Lone Signal
- Industry: Search for extraterrestrial intelligence
- Founded: New York, United States (June 18, 2013)
- Founder: Pierre Fabre, President
- Headquarters: Jamesburg Earth Station, United States
- Key people: Jamie King, CEO Narayana Ackley, CTO Eric Eim, COO Jacob Haqq-Misra, CSO Ernesto Qualizza, CMO
- Services: Messages to extraterrestrial intelligence
- Number of employees: 3
- Website: www.lonesignal.com (Currently unavailable)

= Lone Signal =

Crowdfunded project to send interstellar communications to extraterrestrials

Lone Signal was a crowdfunded active SETI project designed to send interstellar messages from Earth to a possible extraterrestrial civilization. Founded by businessman Pierre Fabre and supported by several entrepreneurs, Lone Signal was based at the Jamesburg Earth Station in Carmel, California.

The project's beacon, which commenced continuous operations on June 17, 2013, transmitted short, 144-character messages by citizens of Earth to the red dwarf star Gliese 526, located 17.6 light-years away from Earth in the constellation Boötes. Gliese 526 has no known planets. The Lone Signal team hoped to earn million to construct a network of satellite dishes across the Earth's surface, which could beam messages to many regions of the Milky Way galaxy. The project ceased transmission shortly after it began, due to lack of funding, having operated roughly from June to August 2013. (Note: The first snapshot showing messages to be sent is in June 2013 and the last snapshot showing sent messages is in August 2013. Later snapshots show only queued messages yet to be sent.)

==Message components==
Lone Signal's message design had two components: a binary unmodulated hailing component and an 8-bit frequency-modulated message component, with each bit in the latter represented by a separate frequency.

The hailing message was a sequence of prime numbers as used in Carl Sagan's Contact, and then a message based on the design of planetary scientist Michael W. Busch. The message is meant to be easily deciphered, and uses operators and symbols from mathematics and logic to give coherent statements about the laws of physics and Earth's location in the galaxy. It was also meant to provide a sufficient key to decipher the linguistic message component. The hailing message was to repeat on average three times in order to allow the recipient to decode it at any time when observation begins, with some parts repeating more often than others.

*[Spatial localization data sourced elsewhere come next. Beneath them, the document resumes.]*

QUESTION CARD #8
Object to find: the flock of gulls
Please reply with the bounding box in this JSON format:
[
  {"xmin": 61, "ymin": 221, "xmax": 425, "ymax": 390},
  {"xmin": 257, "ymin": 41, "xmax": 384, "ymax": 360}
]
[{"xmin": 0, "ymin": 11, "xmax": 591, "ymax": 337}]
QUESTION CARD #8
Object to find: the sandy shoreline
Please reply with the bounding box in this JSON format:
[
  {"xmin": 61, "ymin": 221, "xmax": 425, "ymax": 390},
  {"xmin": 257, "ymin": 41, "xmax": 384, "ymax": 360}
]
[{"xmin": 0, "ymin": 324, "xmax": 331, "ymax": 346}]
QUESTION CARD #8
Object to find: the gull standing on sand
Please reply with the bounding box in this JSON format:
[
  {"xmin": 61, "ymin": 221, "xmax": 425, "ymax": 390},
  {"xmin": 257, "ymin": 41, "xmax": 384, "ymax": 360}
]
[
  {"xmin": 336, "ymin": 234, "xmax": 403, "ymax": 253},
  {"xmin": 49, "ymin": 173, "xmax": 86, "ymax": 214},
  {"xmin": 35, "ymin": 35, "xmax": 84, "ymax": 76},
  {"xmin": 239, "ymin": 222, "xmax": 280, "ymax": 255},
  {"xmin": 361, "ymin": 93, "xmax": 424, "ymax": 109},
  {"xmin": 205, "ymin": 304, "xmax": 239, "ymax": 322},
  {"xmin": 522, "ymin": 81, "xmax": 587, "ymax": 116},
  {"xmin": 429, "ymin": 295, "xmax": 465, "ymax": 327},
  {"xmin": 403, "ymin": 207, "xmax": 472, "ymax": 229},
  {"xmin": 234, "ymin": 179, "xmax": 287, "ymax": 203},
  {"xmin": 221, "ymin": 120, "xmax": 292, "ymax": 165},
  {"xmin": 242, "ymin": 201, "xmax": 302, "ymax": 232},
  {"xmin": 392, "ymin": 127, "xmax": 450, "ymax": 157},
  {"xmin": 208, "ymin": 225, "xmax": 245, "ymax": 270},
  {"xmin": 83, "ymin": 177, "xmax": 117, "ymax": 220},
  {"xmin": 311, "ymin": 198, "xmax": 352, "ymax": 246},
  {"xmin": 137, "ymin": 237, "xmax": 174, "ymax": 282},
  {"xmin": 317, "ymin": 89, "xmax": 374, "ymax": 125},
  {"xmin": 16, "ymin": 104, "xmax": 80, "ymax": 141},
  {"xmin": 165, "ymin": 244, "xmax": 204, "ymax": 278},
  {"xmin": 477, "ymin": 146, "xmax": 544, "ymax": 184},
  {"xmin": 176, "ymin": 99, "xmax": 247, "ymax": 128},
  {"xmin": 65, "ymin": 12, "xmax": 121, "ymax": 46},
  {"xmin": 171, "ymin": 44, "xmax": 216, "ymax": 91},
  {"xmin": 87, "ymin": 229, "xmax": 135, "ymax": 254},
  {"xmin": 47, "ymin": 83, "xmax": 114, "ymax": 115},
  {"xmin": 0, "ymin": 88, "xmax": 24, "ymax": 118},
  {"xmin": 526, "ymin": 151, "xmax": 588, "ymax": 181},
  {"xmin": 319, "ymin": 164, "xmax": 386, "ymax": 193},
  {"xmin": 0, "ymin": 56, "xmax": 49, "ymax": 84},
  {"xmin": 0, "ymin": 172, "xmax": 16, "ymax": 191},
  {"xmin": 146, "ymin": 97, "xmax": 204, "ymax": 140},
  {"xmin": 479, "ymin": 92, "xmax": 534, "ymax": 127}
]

The message component was to consist of brief, 144-character statements provided by the general public. These statements, with widely varying languages and contents, were posted from the Lone Signal website. Individuals who have signed up to send messages with Lone Signal, collectively known as the "beaming community", were permitted to send one message for free, and thereafter required to purchase "message credits" of $0.25 per message sent in order to fund the operation of the project. The content of messages sent via Lone Signal could be syndicated to the Twitter and Facebook accounts of beaming community members as desired. It was in this beaming community user space that an attempt was being made to extend the syntax used in the hailing message to communicate in a way that, while neither mathematical nor strictly logical, was nonetheless designed to be understandable given the prior definition of terms and concepts in the hailing message.

== Potential dangers and detectability ==
Various commentators have identified several dangers with messaging extraterrestrial intelligence, which chief scientific officer Jacob Haqq-Misra covered in a 2013 paper before joining Lone Signal. In his paper, Haqq-Misra stated that while ordinary communication which might involve inadvertent leakage into space would not pose a threat, the dangers of actively beaming messages to extraterrestrial intelligences, and hence a determination of whether or not such beaming activities should be carried out, are uncertain.

Upon becoming an executive of Lone Signal, Haqq-Misra stated his belief that extraterrestrial civilizations probably already know of humanity's existence, and reaffirmed his position that the cultural impact of extraterrestrial contact is unknowable. He based this belief on the fact that various other radio sources have been broadcasting into space for decades, and would be detectable to any civilization with sufficiently large radio telescopes. At the same time, though, the previous messages from the most powerful beaming sources were intermittent, while Lone Signal aimed to establish the first continuous beam to space.